Our three-phase study, Mapping Effective Mentorship for Rural Community College Students, seeks to provide a comprehensive assessment of the descriptions of mentoring programs at rural-serving community colleges in the United States, to understand these programs from the mentor and mentee perspective, to find practices that are especially responsive to students at these institutions, and to highlight and begin a dialogue with practitioners regarding how these practices can be applied and expanded in other mentoring programs.

Students at rural-serving community colleges often face greater systemic inequities, but extant mentoring models were not devised with this population in mind. Thus, we were particularly interested in programs that took these systematic factors into account, and that supported students to navigate and advocate for themselves within these contexts.

The 15-minute survey asks about these and other mentoring supports, what could be improved, and what impact the students felt their mentoring experiences had on their academic and career plans. Respondents who have recently departed community college are invited to share their retrospective experiences. Each respondent will receive $10 in the form of a gift card which they will choose from 100+ options via the Tango card system. Respondents who opt in will also be entered in a drawing to win an Apple iPad.

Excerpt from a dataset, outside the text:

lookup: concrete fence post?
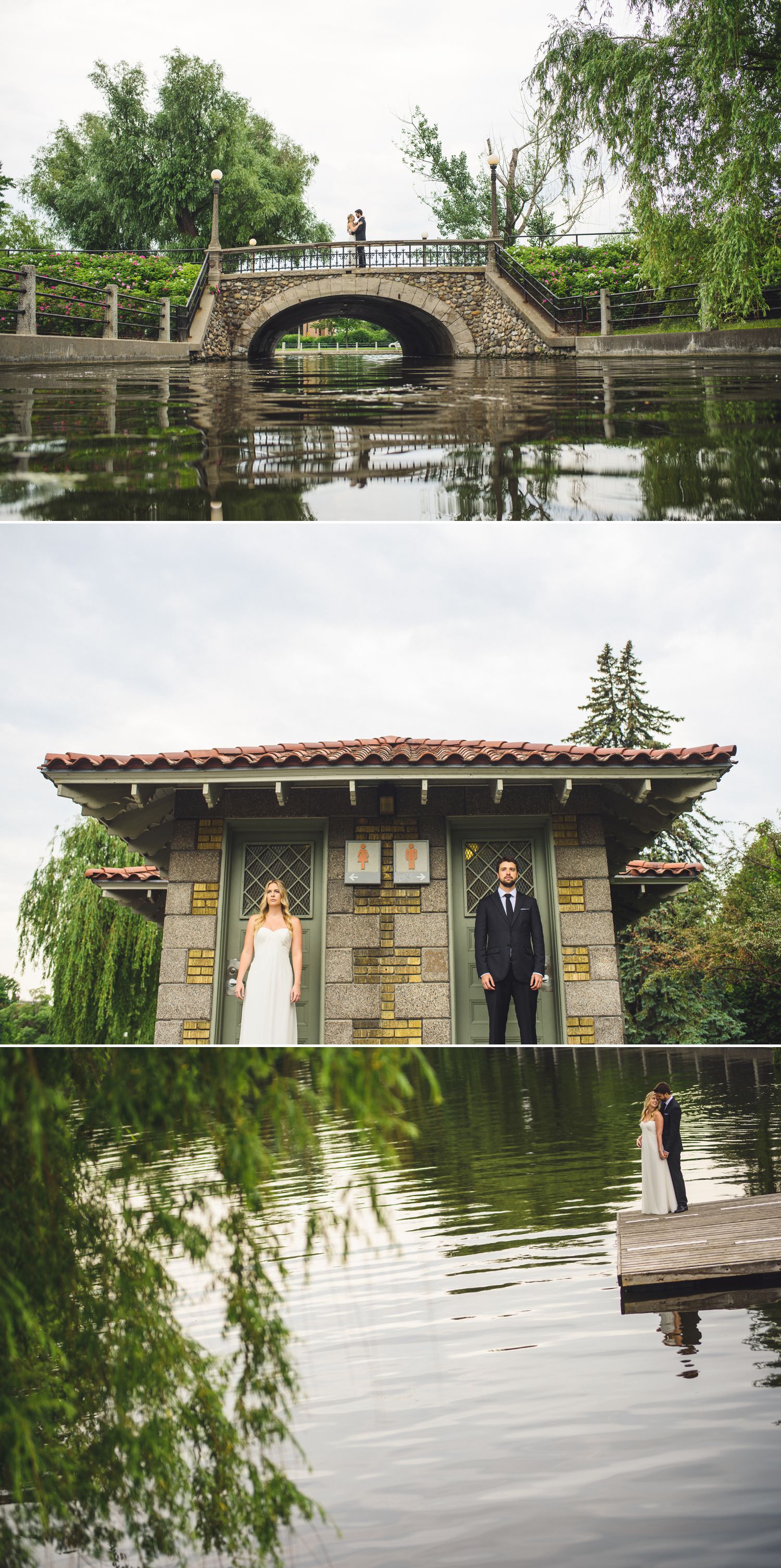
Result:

One reason mentoring for students at rural-serving community colleges is under-examined and underdeveloped is the inherent difficulty in directly collecting representative nationwide data with these students. Outreach through practitioners and institutional stakeholders is especially critical for this research. Thus, if you work with or are connected to someone who mentors these students, please pass the information about this survey along. 

The leaderboard tracking the states from which the survey has thus far received the most responses, as well as a brief explanation of the survey, including a flyer for dissemination, can be found on our website here. Thank you for your help in uncovering the best ways to support rural community college students!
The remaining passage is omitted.